Reactor References: In the general case, multiple reactors can be involved in a single reaction. In a naïve approach, when a set of synchronously executing reactors Ci tries to extrude its scope to a new reactor Cj, if Cj is already involved in a reaction, Ci first waits for Cj to quiesce and accept Ci's request for scope extrusion. Ci then rolls back and both Ci and Cj start execution together as part of the same reaction initiated by the update bundle at reactor Ci. This operation is repeated until the scope has been extended to include all reactors that need to execute synchronously.

A less naïve approach will first statically compute the transitive closure of all the synchronously executing reactors based on the type information. The goal is to coordinate the order of rule evaluation with the order of locking. The program will therefore compute the global stratification for the statically computed reactor closure; any time there is a choice of rules to evaluate next, the program will choose the one that is consistent with the global stratification. This will make sure that positive information in relations is fully computed before evaluating its negation.

The program obtained by putting together the rules of all reactors Ck in a reaction will include remote references to relations in Ck. To make all remote references local we define the following transformation. For every relation r in a reactor, the reactor defines a shadow copy r{tilde over ( )} and an implicit rule of the following form:

r{tilde over ( )}(self, x)<-r(x)

Every remote reference c.r(x) to relation r can then be transformed into a local access to r{tilde over ( )}(c,x). At this point, the statically computed set of rules only includes local references, and statically computed set of rules is treated as one program to which we can apply the rewrite technique described above.

Implementation Issues: A reaction guarantees known ACID properties for all involved reactors vis-à-vis the environment. Specifically, (1) all involved reactors succeed or none do, (2) the response state of each involved reactor will satisfy all applicable rules upon commit, (3) reactors outside the reaction can only observe the response state and only after all involved reactors have committed, and (4) once all reactors have committed, the reaction will not be rolled back.

Given that a reaction blocks while waiting to obtain read and write access, deadlocks are possible.
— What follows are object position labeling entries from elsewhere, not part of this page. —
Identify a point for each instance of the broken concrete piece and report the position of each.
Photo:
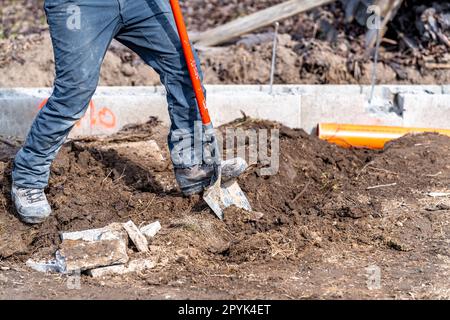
(80, 255)
(136, 236)
(139, 265)
(110, 232)
(150, 230)
(50, 266)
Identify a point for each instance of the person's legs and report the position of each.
(150, 31)
(81, 32)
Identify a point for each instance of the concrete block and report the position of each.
(134, 266)
(57, 266)
(150, 230)
(110, 232)
(80, 255)
(139, 240)
(426, 110)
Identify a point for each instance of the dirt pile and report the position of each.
(92, 185)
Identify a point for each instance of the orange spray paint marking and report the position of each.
(106, 118)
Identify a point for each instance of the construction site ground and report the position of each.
(319, 226)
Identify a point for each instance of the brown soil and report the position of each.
(321, 228)
(314, 47)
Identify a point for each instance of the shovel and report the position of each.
(218, 196)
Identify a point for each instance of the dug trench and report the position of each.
(318, 223)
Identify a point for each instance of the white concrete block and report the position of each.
(80, 255)
(426, 110)
(150, 230)
(112, 231)
(134, 266)
(139, 240)
(228, 106)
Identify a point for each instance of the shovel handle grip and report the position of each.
(191, 63)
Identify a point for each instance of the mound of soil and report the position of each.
(321, 195)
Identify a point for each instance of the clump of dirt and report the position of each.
(317, 197)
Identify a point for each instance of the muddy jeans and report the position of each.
(81, 31)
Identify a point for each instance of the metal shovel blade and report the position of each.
(221, 196)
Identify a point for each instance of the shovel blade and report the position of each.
(221, 196)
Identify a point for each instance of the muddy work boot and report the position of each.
(195, 179)
(31, 204)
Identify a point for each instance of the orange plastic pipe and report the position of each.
(366, 136)
(190, 61)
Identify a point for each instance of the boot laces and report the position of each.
(34, 195)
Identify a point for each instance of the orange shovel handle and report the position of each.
(191, 63)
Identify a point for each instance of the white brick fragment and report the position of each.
(136, 236)
(150, 230)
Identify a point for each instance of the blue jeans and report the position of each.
(81, 31)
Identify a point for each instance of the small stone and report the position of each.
(139, 240)
(150, 230)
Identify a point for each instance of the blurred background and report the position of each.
(325, 45)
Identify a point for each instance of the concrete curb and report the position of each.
(297, 106)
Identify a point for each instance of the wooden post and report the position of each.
(255, 21)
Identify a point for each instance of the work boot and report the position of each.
(195, 179)
(31, 204)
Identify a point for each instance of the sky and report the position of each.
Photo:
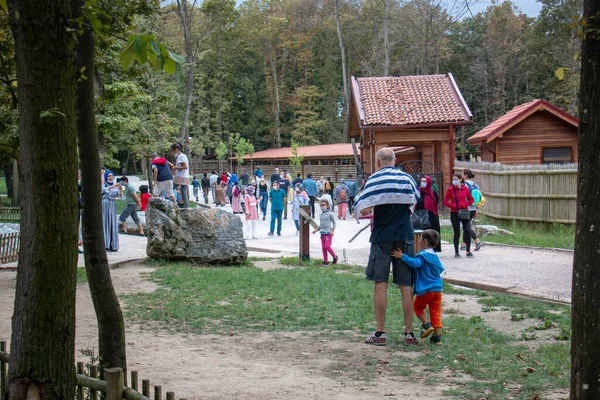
(529, 7)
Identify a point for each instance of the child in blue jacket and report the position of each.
(428, 284)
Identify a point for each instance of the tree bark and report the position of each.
(386, 66)
(190, 60)
(111, 328)
(585, 349)
(42, 356)
(344, 72)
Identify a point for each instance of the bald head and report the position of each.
(385, 158)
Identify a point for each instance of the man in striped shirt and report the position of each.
(390, 194)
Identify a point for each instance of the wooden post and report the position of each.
(114, 383)
(80, 388)
(134, 380)
(93, 374)
(146, 387)
(304, 253)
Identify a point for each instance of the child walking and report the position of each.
(250, 203)
(327, 229)
(144, 197)
(428, 284)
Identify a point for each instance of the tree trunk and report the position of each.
(16, 193)
(190, 60)
(585, 349)
(344, 72)
(277, 107)
(111, 328)
(386, 67)
(42, 356)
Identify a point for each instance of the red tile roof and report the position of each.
(516, 115)
(338, 150)
(409, 100)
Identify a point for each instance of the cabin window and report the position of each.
(557, 155)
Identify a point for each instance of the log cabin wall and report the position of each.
(524, 143)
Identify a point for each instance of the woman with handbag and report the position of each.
(458, 198)
(428, 204)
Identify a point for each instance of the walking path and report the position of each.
(532, 272)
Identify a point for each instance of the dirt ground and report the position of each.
(281, 365)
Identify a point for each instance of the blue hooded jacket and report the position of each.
(429, 270)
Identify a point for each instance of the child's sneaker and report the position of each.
(427, 330)
(410, 339)
(376, 340)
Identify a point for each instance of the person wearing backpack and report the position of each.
(341, 197)
(467, 177)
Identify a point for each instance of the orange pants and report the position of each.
(434, 301)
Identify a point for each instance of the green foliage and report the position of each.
(296, 158)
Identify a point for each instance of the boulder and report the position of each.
(491, 230)
(197, 234)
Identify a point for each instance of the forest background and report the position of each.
(269, 72)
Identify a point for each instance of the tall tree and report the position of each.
(43, 333)
(585, 351)
(111, 327)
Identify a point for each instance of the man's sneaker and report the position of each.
(427, 330)
(376, 341)
(410, 339)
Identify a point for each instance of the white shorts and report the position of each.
(167, 186)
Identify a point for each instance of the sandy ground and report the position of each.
(290, 365)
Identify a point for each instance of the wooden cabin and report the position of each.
(420, 112)
(532, 133)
The optimistic locking regime mentioned herein would significantly alleviate the risk of this occurring as well as improve performance in general. The core Datalog queries are subject to aggressive optimization, and there is already a large body of research on incrementalization of Datalog queries.

Referring now to the drawings in which like numerals represent the same or similar elements and initially to FIG. 3, a block/flow diagram illustratively shows a reaction in accordance with one system/method. A top part of the figure shows a timeline 402 for the execution of a set of reactor instances 404 labeled M, N, and P which correspond to each level on the timeline portion 402. Boxes 406 represent a visible state of each reactor 408. A network(s) or distributed system 410 show flow of reactors 408, and boxes 412 adjacent to the reactors 408 include their corresponding inboxes or inbox queue. An inbox 412 may include the multiset of pending update bundles for the associated reactor instance.

Both reactor instances M and N dispatch their update bundles at time i−1 onto the network and complete their reactions (this is an abstraction for a network, there need not be an explicit network involved). The network will insert each update bundle into the inbox 412 of its target reactor instance—in this case M. Following a fair policy, at time i reactor instance N checks for a new update bundle in its inbox, dequeues it if it exists, and uses it to initiate a new reaction. Similarly, at the end of this reaction new update bundles are dispatched for reactor instances M and P.

The internal portion of a reactor (Mi) 408 is shown in portion 420 of FIG. 3. The box 406 is the same visible state as in the top part of the figure, which is referred to as the response state. An update bundle in the input box 412 is a total map from a set of relations in the state of the target reactor instance to pairs of sets of tuples to be added and deleted from the target relation. When a new update bundle is dequeued from the inbox 412, its additions and deletions are applied in an apply operation 422 atomically on a pre-state 424 (−Si) to obtain the stimulus state 426 (̂Si). The pre-state 424 is a response state of the reactor instance at the end of the previous reaction. The stimulus state 426 is a candidate response state (Si) in the sense that if the reactor includes no rules, a response state 432 is identical to the stimulus state 426.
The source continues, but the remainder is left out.